BAMF- Broken Arrow Mercenary Force Omnibus
Page 44
“Could be fun,” Catalina mused.
“Just let me do the talking,” Nate told them.
The ATV pulled up beside the locomotive, the engine dying with a final, sputtering cough. The rider was dressed in jeans and a T-shirt beneath a military-style tactical vest, with a compact handgun holstered on the left side of the vest. A nylon sheath in woodland camo was fastened to the side of the ATV, the wooden stock of a shotgun protruding from the end of it. The rider pulled off the visored helmet and long, brown hair spilled out in a wild tangle.
She was not unattractive, Nate admitted, in a rough, road-worn sort of way. She looked thirty-something but was probably in her twenties, though the missing teeth when she smiled aged her even more than the lines beside her eyes and mouth.
“Y’all wanna pass by here,” she said, her Kentucky accent strong, “there’s goin’ to be a toll.”
“And who are you people?” Nate asked her. “You represent one of the local towns?”
“We represent the holler,” she told him with a cackle. “It’s over yonder,” she added, jerking a thumb over her shoulder.
“And what’s the holler’s cut today, miss?”
“Whatever you’re carrying,” she told him, “we’ll take half of it.”
Nate barked a laugh.
“That’s pretty ballsy of you. What if we haul you off that toy and put a gun to your head to get through instead?”
“I ain’t that important, mister,” she assured him, waving the idea off with a chuckle. “You kill me, all it’ll do is make the boys mad.”
“We’re not giving you half of our load,” Nate told her. Not least because all we’re carrying is mechs and ammo. “We have a case of T-rations, never opened. You can have ‘em if you let us through.” He shrugged. “And some pot. There was ten kilos of it, but I think our guys might have smoked some. You’re welcome to the rest of it. That’s the best we can do.”
“We ain’t throwin’ a fucking cocktail party, mister,” she protested. “Shit. I’ll go tell the boys and see what they say, though. Y’all wait right here.”
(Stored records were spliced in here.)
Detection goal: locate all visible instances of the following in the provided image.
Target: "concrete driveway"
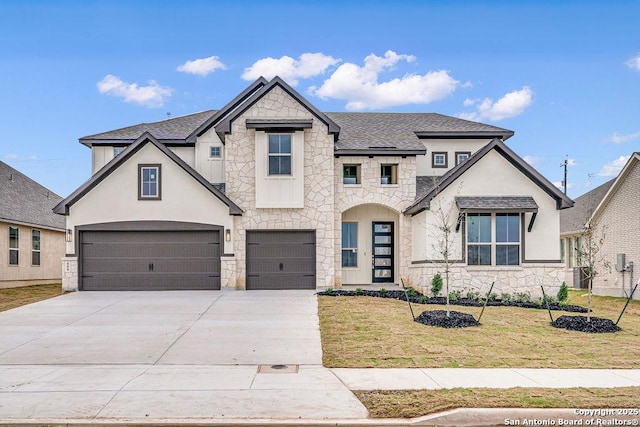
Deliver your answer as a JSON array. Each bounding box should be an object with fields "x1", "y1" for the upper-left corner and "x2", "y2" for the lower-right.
[{"x1": 0, "y1": 290, "x2": 367, "y2": 423}]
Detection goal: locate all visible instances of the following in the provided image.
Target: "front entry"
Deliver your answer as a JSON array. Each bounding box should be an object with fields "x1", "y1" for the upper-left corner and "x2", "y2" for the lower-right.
[{"x1": 371, "y1": 222, "x2": 394, "y2": 283}]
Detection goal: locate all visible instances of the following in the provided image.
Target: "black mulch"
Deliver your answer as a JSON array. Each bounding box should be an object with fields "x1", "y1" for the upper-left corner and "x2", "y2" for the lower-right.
[
  {"x1": 551, "y1": 316, "x2": 622, "y2": 334},
  {"x1": 318, "y1": 289, "x2": 587, "y2": 313},
  {"x1": 416, "y1": 310, "x2": 480, "y2": 328}
]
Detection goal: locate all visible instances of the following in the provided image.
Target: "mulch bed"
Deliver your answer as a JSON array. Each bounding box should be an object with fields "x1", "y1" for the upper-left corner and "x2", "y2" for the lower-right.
[
  {"x1": 551, "y1": 316, "x2": 622, "y2": 334},
  {"x1": 318, "y1": 289, "x2": 587, "y2": 313},
  {"x1": 416, "y1": 310, "x2": 480, "y2": 328}
]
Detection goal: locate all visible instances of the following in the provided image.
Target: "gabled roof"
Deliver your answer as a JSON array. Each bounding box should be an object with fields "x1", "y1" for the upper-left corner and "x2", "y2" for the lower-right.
[
  {"x1": 215, "y1": 77, "x2": 340, "y2": 142},
  {"x1": 326, "y1": 112, "x2": 513, "y2": 155},
  {"x1": 0, "y1": 162, "x2": 65, "y2": 231},
  {"x1": 560, "y1": 178, "x2": 615, "y2": 234},
  {"x1": 80, "y1": 110, "x2": 217, "y2": 147},
  {"x1": 53, "y1": 132, "x2": 243, "y2": 215},
  {"x1": 404, "y1": 138, "x2": 573, "y2": 215}
]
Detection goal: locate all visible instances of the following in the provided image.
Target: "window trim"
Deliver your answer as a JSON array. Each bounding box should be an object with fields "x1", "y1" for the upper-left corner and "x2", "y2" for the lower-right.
[
  {"x1": 464, "y1": 212, "x2": 524, "y2": 268},
  {"x1": 342, "y1": 163, "x2": 362, "y2": 185},
  {"x1": 138, "y1": 163, "x2": 162, "y2": 200},
  {"x1": 7, "y1": 225, "x2": 20, "y2": 267},
  {"x1": 456, "y1": 151, "x2": 471, "y2": 166},
  {"x1": 431, "y1": 151, "x2": 449, "y2": 169},
  {"x1": 267, "y1": 132, "x2": 294, "y2": 177},
  {"x1": 380, "y1": 163, "x2": 399, "y2": 185},
  {"x1": 340, "y1": 221, "x2": 358, "y2": 268},
  {"x1": 31, "y1": 230, "x2": 42, "y2": 267}
]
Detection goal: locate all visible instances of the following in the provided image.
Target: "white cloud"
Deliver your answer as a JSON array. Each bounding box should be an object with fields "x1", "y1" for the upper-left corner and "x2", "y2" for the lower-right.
[
  {"x1": 626, "y1": 53, "x2": 640, "y2": 71},
  {"x1": 460, "y1": 86, "x2": 533, "y2": 121},
  {"x1": 242, "y1": 53, "x2": 340, "y2": 86},
  {"x1": 611, "y1": 132, "x2": 640, "y2": 144},
  {"x1": 177, "y1": 56, "x2": 226, "y2": 76},
  {"x1": 96, "y1": 74, "x2": 173, "y2": 107},
  {"x1": 598, "y1": 156, "x2": 631, "y2": 177},
  {"x1": 309, "y1": 50, "x2": 458, "y2": 110},
  {"x1": 522, "y1": 156, "x2": 543, "y2": 168}
]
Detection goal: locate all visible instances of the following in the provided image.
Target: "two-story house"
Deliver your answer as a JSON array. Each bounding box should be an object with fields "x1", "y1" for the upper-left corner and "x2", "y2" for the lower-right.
[{"x1": 55, "y1": 77, "x2": 573, "y2": 296}]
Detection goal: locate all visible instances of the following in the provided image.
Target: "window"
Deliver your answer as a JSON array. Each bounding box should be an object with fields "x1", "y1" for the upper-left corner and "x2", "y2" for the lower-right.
[
  {"x1": 138, "y1": 165, "x2": 162, "y2": 200},
  {"x1": 380, "y1": 165, "x2": 398, "y2": 185},
  {"x1": 342, "y1": 165, "x2": 360, "y2": 184},
  {"x1": 431, "y1": 151, "x2": 449, "y2": 168},
  {"x1": 209, "y1": 146, "x2": 222, "y2": 159},
  {"x1": 342, "y1": 222, "x2": 358, "y2": 267},
  {"x1": 31, "y1": 230, "x2": 40, "y2": 265},
  {"x1": 456, "y1": 151, "x2": 471, "y2": 166},
  {"x1": 496, "y1": 213, "x2": 520, "y2": 265},
  {"x1": 269, "y1": 134, "x2": 291, "y2": 175},
  {"x1": 9, "y1": 226, "x2": 19, "y2": 265},
  {"x1": 467, "y1": 213, "x2": 520, "y2": 265}
]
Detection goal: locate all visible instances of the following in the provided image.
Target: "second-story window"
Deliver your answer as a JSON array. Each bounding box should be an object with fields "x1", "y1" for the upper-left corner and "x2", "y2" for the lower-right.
[
  {"x1": 380, "y1": 164, "x2": 398, "y2": 185},
  {"x1": 269, "y1": 134, "x2": 291, "y2": 175}
]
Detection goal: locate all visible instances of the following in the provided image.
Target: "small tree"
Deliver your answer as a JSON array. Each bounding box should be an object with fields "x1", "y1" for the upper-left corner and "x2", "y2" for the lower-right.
[{"x1": 431, "y1": 273, "x2": 442, "y2": 297}]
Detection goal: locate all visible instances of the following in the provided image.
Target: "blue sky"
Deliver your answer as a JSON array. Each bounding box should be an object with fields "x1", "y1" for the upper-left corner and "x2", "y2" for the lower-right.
[{"x1": 0, "y1": 0, "x2": 640, "y2": 197}]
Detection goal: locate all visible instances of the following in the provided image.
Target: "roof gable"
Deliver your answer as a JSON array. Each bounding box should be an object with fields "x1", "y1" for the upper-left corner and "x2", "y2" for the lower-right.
[
  {"x1": 215, "y1": 76, "x2": 340, "y2": 142},
  {"x1": 404, "y1": 138, "x2": 573, "y2": 215},
  {"x1": 53, "y1": 132, "x2": 243, "y2": 215},
  {"x1": 0, "y1": 161, "x2": 65, "y2": 230}
]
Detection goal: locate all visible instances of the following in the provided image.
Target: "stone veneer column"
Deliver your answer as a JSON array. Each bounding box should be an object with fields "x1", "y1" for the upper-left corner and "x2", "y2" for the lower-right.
[{"x1": 62, "y1": 257, "x2": 78, "y2": 291}]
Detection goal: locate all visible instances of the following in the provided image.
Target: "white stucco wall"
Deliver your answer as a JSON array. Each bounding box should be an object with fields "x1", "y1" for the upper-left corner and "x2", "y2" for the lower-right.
[
  {"x1": 416, "y1": 139, "x2": 491, "y2": 176},
  {"x1": 66, "y1": 143, "x2": 233, "y2": 254}
]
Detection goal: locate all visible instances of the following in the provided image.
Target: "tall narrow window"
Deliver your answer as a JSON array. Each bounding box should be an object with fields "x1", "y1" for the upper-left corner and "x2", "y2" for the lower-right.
[
  {"x1": 380, "y1": 165, "x2": 398, "y2": 185},
  {"x1": 138, "y1": 165, "x2": 162, "y2": 200},
  {"x1": 342, "y1": 222, "x2": 358, "y2": 267},
  {"x1": 9, "y1": 226, "x2": 20, "y2": 265},
  {"x1": 342, "y1": 165, "x2": 360, "y2": 184},
  {"x1": 269, "y1": 134, "x2": 291, "y2": 175},
  {"x1": 31, "y1": 230, "x2": 40, "y2": 265},
  {"x1": 496, "y1": 213, "x2": 520, "y2": 265},
  {"x1": 467, "y1": 214, "x2": 491, "y2": 265}
]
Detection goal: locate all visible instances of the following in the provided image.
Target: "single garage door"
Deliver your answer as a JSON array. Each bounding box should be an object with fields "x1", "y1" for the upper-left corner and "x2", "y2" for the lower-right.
[
  {"x1": 80, "y1": 230, "x2": 220, "y2": 291},
  {"x1": 247, "y1": 230, "x2": 316, "y2": 290}
]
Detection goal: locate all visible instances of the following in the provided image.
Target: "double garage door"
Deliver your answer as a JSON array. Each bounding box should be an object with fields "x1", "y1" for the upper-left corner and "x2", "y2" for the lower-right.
[
  {"x1": 81, "y1": 230, "x2": 221, "y2": 291},
  {"x1": 80, "y1": 229, "x2": 316, "y2": 291}
]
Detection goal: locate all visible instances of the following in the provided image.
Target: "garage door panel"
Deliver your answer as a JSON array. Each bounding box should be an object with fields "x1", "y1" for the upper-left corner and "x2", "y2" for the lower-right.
[
  {"x1": 81, "y1": 231, "x2": 220, "y2": 290},
  {"x1": 247, "y1": 230, "x2": 316, "y2": 289}
]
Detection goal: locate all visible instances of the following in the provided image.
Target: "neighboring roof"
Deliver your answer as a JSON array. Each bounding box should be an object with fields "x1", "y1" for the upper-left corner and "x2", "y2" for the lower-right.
[
  {"x1": 53, "y1": 132, "x2": 243, "y2": 215},
  {"x1": 326, "y1": 113, "x2": 513, "y2": 155},
  {"x1": 215, "y1": 76, "x2": 340, "y2": 141},
  {"x1": 404, "y1": 138, "x2": 573, "y2": 215},
  {"x1": 0, "y1": 162, "x2": 65, "y2": 230},
  {"x1": 560, "y1": 152, "x2": 640, "y2": 234},
  {"x1": 80, "y1": 110, "x2": 217, "y2": 146},
  {"x1": 456, "y1": 196, "x2": 538, "y2": 212}
]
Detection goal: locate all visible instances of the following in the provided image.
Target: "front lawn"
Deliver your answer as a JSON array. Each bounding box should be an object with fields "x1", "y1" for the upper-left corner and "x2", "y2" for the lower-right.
[
  {"x1": 318, "y1": 291, "x2": 640, "y2": 368},
  {"x1": 0, "y1": 283, "x2": 62, "y2": 311}
]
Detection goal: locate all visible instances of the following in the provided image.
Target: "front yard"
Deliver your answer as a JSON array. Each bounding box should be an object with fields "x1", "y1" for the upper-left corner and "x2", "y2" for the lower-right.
[{"x1": 318, "y1": 291, "x2": 640, "y2": 368}]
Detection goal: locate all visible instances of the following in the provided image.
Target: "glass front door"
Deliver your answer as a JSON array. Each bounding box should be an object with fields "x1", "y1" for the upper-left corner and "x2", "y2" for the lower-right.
[{"x1": 371, "y1": 222, "x2": 393, "y2": 283}]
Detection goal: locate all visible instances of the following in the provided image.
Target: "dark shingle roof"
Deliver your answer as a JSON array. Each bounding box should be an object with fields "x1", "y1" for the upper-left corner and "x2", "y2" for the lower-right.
[
  {"x1": 80, "y1": 110, "x2": 216, "y2": 145},
  {"x1": 326, "y1": 113, "x2": 513, "y2": 150},
  {"x1": 560, "y1": 178, "x2": 615, "y2": 233},
  {"x1": 0, "y1": 162, "x2": 65, "y2": 230}
]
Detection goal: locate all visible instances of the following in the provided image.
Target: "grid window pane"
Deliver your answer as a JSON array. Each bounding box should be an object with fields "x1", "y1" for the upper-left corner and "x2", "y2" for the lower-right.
[{"x1": 496, "y1": 245, "x2": 520, "y2": 265}]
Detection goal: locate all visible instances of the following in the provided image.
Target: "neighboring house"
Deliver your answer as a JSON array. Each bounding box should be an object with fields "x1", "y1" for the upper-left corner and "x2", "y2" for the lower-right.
[
  {"x1": 55, "y1": 77, "x2": 573, "y2": 298},
  {"x1": 0, "y1": 162, "x2": 65, "y2": 288},
  {"x1": 560, "y1": 152, "x2": 640, "y2": 299}
]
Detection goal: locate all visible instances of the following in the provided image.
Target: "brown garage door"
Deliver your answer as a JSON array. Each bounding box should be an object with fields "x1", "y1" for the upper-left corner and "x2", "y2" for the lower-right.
[
  {"x1": 247, "y1": 231, "x2": 316, "y2": 290},
  {"x1": 80, "y1": 230, "x2": 220, "y2": 291}
]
The woman slipped her helmet back on and started the ATV, which took five attempts before the engine turned over. She turned it back toward the intersection and goosed the throttle, the old rattletrap screaming in protest at the effort.
“She’s full of shit,” Catalina opined. “She ain’t expendable. I think she’s in charge.”
“Maybe,” Barron allowed, “but if that’s so, why did she bother to say she’d go run the offer by her people?”
“She took off so we wouldn’t put a gun to her head,” Nate said, “which is maybe what I should have done, but…” He turned over his shoulder and shot a look at Bill. “How big is your video library for that projection system?”
“Why?” the man snapped. “You wanna open up a Goddamned drive-in movie?”
Nate rolled his eyes.
“You were projecting a pair of Tagans when James and Ramirez came to see you. They told me all about it. Do you have anything else? Any other weapons systems?”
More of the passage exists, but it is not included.